FIGURE 1.

HDAC inhibitors block adipogenesis in vitro. A, deletion of HDAC3 in cardiomyocytes leads to cardiomyopathy as shown by hematoxylin and eosin staining of histological sections of wild-type and HDAC3-null hearts. B, lipid accumulation in heart tissue lacking HDAC3 visualized by staining with Oil Red O (ORO) following a 24-h fasting. Red staining indicates the presence of neutral lipids. C, treatment of pre-adipocytes (3T3-L1 cells) with a hormone inducer mixture for 8 days led to effective adipogenesis, which can be monitored by staining with ORO. Adipocyte differentiation is completely blocked by 100 nm TSA. Size bars: 60 μm. D, up-regulation of adipogenic marker genes in induced 3T3-L1 cells is blocked by incubation with TSA, Scriptaid, and SAHA but not sodium butyrate as shown by RT-PCR for different markers of terminally differentiated adipocytes, such as hormone-sensitive lipase (LIPE), adiponectin (AdipoQ), and adipocyte lipid-binding protein (aP2).
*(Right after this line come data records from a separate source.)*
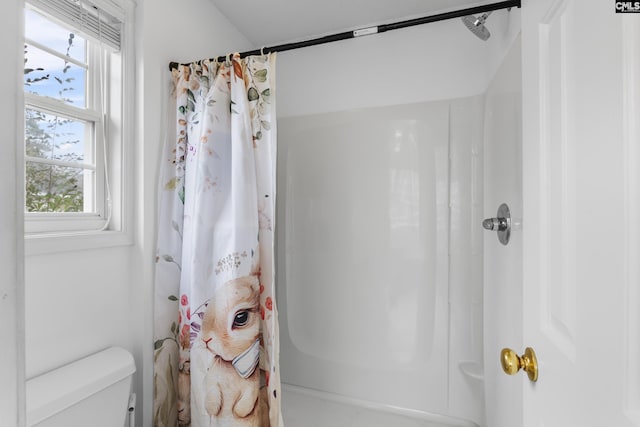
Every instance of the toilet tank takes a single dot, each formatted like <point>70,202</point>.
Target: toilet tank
<point>93,391</point>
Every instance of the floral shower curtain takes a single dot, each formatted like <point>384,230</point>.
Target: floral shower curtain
<point>216,330</point>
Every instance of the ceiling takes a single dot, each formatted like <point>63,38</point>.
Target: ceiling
<point>271,22</point>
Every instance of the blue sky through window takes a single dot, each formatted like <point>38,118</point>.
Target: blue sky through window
<point>58,79</point>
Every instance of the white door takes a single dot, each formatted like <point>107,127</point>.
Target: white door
<point>580,283</point>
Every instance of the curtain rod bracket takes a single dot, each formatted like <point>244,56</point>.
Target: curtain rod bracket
<point>365,31</point>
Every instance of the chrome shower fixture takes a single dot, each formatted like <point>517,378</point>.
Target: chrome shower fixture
<point>476,25</point>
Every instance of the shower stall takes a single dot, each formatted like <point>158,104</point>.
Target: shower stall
<point>379,239</point>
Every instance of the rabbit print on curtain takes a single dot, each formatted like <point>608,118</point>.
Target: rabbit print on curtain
<point>216,327</point>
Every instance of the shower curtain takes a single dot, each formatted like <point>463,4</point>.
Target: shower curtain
<point>215,327</point>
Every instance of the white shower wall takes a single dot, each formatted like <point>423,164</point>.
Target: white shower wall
<point>379,289</point>
<point>370,309</point>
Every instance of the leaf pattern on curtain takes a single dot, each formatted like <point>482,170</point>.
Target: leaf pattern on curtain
<point>216,342</point>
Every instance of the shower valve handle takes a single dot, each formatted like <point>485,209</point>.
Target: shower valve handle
<point>497,224</point>
<point>501,224</point>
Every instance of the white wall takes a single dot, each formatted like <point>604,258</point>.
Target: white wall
<point>11,247</point>
<point>442,60</point>
<point>168,31</point>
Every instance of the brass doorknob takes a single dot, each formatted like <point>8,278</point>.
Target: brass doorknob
<point>512,363</point>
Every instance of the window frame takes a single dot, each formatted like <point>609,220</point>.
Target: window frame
<point>109,224</point>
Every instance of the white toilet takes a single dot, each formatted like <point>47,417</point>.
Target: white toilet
<point>93,391</point>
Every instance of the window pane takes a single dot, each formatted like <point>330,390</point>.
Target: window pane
<point>45,31</point>
<point>51,188</point>
<point>54,137</point>
<point>48,75</point>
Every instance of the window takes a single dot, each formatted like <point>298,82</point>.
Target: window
<point>77,69</point>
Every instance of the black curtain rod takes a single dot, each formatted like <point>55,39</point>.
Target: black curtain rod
<point>374,29</point>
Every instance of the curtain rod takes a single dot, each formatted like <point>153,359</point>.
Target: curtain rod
<point>374,30</point>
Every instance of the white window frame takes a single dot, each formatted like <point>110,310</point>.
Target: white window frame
<point>109,224</point>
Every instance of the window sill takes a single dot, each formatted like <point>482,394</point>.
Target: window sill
<point>48,243</point>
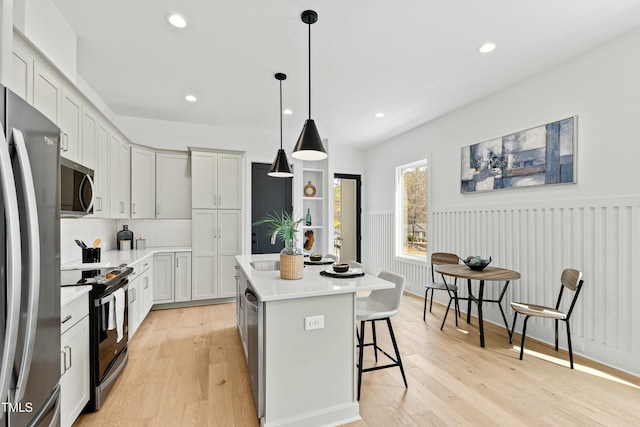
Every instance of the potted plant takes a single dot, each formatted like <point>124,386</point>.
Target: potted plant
<point>284,227</point>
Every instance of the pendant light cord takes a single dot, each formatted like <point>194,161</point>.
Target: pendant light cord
<point>281,114</point>
<point>309,71</point>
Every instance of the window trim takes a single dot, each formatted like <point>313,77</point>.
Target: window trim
<point>398,238</point>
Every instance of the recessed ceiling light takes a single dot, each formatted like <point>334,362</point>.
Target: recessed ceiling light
<point>487,47</point>
<point>177,20</point>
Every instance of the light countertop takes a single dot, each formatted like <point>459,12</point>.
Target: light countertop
<point>270,287</point>
<point>114,258</point>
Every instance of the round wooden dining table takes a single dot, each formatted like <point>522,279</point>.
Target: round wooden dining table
<point>496,274</point>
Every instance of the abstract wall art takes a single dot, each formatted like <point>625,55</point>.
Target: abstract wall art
<point>541,155</point>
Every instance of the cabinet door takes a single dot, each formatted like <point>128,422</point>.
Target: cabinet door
<point>229,245</point>
<point>89,138</point>
<point>46,93</point>
<point>163,278</point>
<point>101,205</point>
<point>229,183</point>
<point>120,177</point>
<point>183,276</point>
<point>146,283</point>
<point>143,183</point>
<point>173,186</point>
<point>22,74</point>
<point>74,383</point>
<point>205,253</point>
<point>70,125</point>
<point>134,306</point>
<point>204,180</point>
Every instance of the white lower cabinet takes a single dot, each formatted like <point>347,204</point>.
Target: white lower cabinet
<point>140,293</point>
<point>172,277</point>
<point>74,359</point>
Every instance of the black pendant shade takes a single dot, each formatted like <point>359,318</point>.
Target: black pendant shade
<point>280,167</point>
<point>309,145</point>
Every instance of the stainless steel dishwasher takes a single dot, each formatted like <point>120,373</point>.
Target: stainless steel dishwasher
<point>255,350</point>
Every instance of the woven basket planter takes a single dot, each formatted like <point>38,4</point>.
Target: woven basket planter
<point>291,266</point>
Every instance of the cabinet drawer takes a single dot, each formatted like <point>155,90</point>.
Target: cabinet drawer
<point>73,312</point>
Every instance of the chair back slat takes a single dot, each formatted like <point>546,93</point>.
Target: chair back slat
<point>440,258</point>
<point>391,298</point>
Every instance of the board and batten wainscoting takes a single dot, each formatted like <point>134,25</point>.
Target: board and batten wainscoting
<point>599,237</point>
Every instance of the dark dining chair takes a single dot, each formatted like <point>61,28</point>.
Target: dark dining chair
<point>571,279</point>
<point>439,258</point>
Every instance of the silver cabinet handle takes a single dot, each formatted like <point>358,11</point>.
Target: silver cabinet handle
<point>13,269</point>
<point>33,242</point>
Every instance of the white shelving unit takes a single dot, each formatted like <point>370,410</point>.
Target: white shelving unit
<point>316,205</point>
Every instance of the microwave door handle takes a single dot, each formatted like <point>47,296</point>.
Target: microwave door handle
<point>85,179</point>
<point>13,268</point>
<point>33,263</point>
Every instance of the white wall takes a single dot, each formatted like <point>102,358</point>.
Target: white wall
<point>600,87</point>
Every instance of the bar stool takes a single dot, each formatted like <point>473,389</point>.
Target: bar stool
<point>380,304</point>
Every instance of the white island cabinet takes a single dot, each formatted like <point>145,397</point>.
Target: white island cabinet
<point>288,353</point>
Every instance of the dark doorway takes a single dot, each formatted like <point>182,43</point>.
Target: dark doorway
<point>347,212</point>
<point>268,194</point>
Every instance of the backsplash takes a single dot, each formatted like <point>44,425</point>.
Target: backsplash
<point>87,230</point>
<point>158,232</point>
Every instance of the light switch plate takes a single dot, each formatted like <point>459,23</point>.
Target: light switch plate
<point>313,322</point>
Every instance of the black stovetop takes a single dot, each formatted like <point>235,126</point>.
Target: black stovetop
<point>100,278</point>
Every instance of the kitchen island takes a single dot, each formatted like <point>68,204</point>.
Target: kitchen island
<point>300,341</point>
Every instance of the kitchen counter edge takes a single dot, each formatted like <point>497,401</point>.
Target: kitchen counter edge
<point>270,287</point>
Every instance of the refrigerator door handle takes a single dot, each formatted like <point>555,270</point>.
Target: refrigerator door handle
<point>13,268</point>
<point>33,263</point>
<point>85,179</point>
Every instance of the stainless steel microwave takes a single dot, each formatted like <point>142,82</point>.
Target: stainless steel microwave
<point>77,192</point>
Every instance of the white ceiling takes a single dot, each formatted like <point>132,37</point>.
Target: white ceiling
<point>414,60</point>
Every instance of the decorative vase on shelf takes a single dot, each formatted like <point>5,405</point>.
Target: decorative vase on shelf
<point>308,217</point>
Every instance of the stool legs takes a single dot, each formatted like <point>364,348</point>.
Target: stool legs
<point>361,345</point>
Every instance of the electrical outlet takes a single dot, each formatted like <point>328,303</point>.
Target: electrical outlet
<point>313,322</point>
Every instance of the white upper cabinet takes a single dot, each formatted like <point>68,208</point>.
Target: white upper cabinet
<point>173,185</point>
<point>47,93</point>
<point>120,177</point>
<point>216,180</point>
<point>143,183</point>
<point>89,137</point>
<point>101,205</point>
<point>70,125</point>
<point>22,74</point>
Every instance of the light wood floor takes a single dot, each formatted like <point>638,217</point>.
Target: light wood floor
<point>186,368</point>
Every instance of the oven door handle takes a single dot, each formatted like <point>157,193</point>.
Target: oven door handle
<point>108,298</point>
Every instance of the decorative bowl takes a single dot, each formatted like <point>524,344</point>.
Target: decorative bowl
<point>315,257</point>
<point>340,268</point>
<point>476,263</point>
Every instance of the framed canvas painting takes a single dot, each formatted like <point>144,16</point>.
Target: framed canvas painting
<point>542,155</point>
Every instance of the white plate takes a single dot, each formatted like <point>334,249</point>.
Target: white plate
<point>346,273</point>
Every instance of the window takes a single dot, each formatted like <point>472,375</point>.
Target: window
<point>411,210</point>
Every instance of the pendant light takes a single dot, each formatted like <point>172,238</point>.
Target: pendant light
<point>309,145</point>
<point>280,167</point>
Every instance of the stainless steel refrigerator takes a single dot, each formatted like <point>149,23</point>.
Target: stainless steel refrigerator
<point>29,266</point>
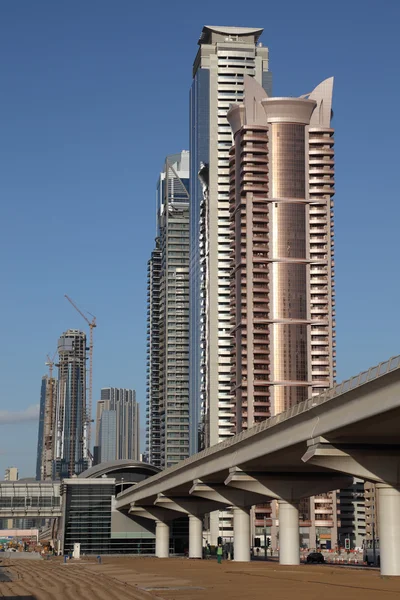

Glyceraldehyde-3-phosphate dehydrogenase (GAPDH) was detected as a control. E, quantification of adipogenesis in 3T3-L1 cells as shown in panel C by measuring the absorbance of resolubilized ORO. Treatment of 3T3-L1 cells induced to differentiate with 100 nm TSA causes the almost complete block of adipocyte differentiation. F and G, reduced adipocyte differentiation at various concentrations of TSA shows a dose-response correlation. H, treatment of 3T3-L1 cells with Scriptaid or SAHA causes the block of adipocyte differentiation in a dose-response manner. On the contrary, treatment of 3T3-L1 cells with the short-chain fatty acid sodium butyrate enhances lipid accumulation.